Robot With Bimetal Feet Can Walk in a Frying Pan Forever

With no sensors, motors, or actuators, hot feet are all this robot needs to walk

2 min read
Robot With Bimetal Feet Can Walk in a Frying Pan Forever

A bimetal consists of two different kinds of metal stuck together. Bimetals are different than alloys, where the two metals are blended; in a bimetal, the two metals are just layered on top of each other. The reason to do this is to take advantage of the different characteristics of different metals when they’re heated: they expand at different rates, causing your piece of bimetal to deform until it cools off again. Essentially, a bimetal is a way to convert heat directly into mechanical energy, and researchers at the University of Tokyo have come up with a way to leverage this to get a robot to walk.

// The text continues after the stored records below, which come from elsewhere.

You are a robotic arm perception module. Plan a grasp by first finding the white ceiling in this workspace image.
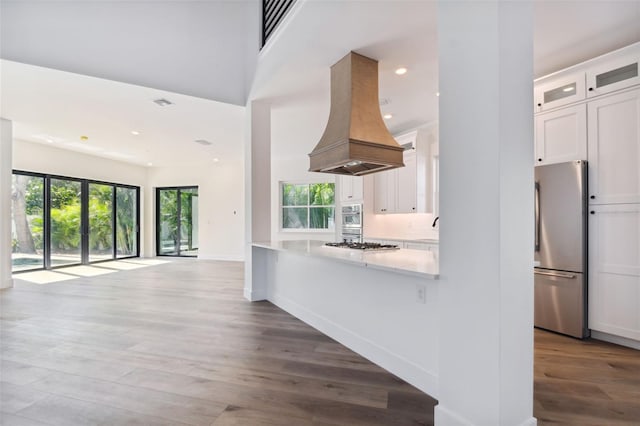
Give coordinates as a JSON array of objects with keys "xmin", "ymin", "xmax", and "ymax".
[
  {"xmin": 0, "ymin": 60, "xmax": 244, "ymax": 166},
  {"xmin": 0, "ymin": 0, "xmax": 640, "ymax": 165},
  {"xmin": 0, "ymin": 0, "xmax": 260, "ymax": 105}
]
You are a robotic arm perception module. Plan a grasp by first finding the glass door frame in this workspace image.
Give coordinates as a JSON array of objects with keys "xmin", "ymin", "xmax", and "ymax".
[
  {"xmin": 12, "ymin": 170, "xmax": 140, "ymax": 274},
  {"xmin": 155, "ymin": 185, "xmax": 198, "ymax": 258}
]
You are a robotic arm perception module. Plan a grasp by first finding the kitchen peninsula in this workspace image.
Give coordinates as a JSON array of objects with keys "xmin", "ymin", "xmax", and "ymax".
[{"xmin": 245, "ymin": 240, "xmax": 439, "ymax": 396}]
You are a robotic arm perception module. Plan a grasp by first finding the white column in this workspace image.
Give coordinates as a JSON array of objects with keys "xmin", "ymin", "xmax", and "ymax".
[
  {"xmin": 0, "ymin": 118, "xmax": 13, "ymax": 288},
  {"xmin": 435, "ymin": 1, "xmax": 536, "ymax": 426},
  {"xmin": 244, "ymin": 101, "xmax": 271, "ymax": 301}
]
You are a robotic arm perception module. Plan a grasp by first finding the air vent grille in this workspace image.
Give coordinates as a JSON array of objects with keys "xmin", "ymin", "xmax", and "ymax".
[{"xmin": 262, "ymin": 0, "xmax": 296, "ymax": 47}]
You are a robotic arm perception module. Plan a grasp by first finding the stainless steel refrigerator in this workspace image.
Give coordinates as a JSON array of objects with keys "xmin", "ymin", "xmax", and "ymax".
[{"xmin": 534, "ymin": 161, "xmax": 589, "ymax": 338}]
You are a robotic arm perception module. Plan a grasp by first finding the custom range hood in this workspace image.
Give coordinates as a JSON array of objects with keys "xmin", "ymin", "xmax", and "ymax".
[{"xmin": 309, "ymin": 52, "xmax": 404, "ymax": 176}]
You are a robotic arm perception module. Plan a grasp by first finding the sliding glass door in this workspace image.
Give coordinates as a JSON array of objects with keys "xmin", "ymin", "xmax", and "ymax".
[
  {"xmin": 89, "ymin": 183, "xmax": 114, "ymax": 262},
  {"xmin": 11, "ymin": 174, "xmax": 44, "ymax": 271},
  {"xmin": 49, "ymin": 178, "xmax": 83, "ymax": 267},
  {"xmin": 11, "ymin": 171, "xmax": 140, "ymax": 272},
  {"xmin": 116, "ymin": 186, "xmax": 138, "ymax": 258},
  {"xmin": 156, "ymin": 186, "xmax": 198, "ymax": 256}
]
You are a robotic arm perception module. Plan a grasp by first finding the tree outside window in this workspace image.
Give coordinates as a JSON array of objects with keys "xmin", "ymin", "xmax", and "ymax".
[{"xmin": 282, "ymin": 182, "xmax": 335, "ymax": 230}]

The robot has no sensors and no actuators, and as long as it’s got a hot surface to walk on, it can keep going pretty much forever.

The trick to this is a combination of two things. First, Thermobot’s feet are heavily weighted at the backs, meaning that when the bimetal on one foot deforms and the robot rocks sideways, the foot swings forward. At the same time, the weights on Thermobot’s legs control the distance that the robot tips laterally. If everything is calibrated properly, Thermobot will tip back onto the swinging foot when it’s ahead of the body, and the robot has taken a step.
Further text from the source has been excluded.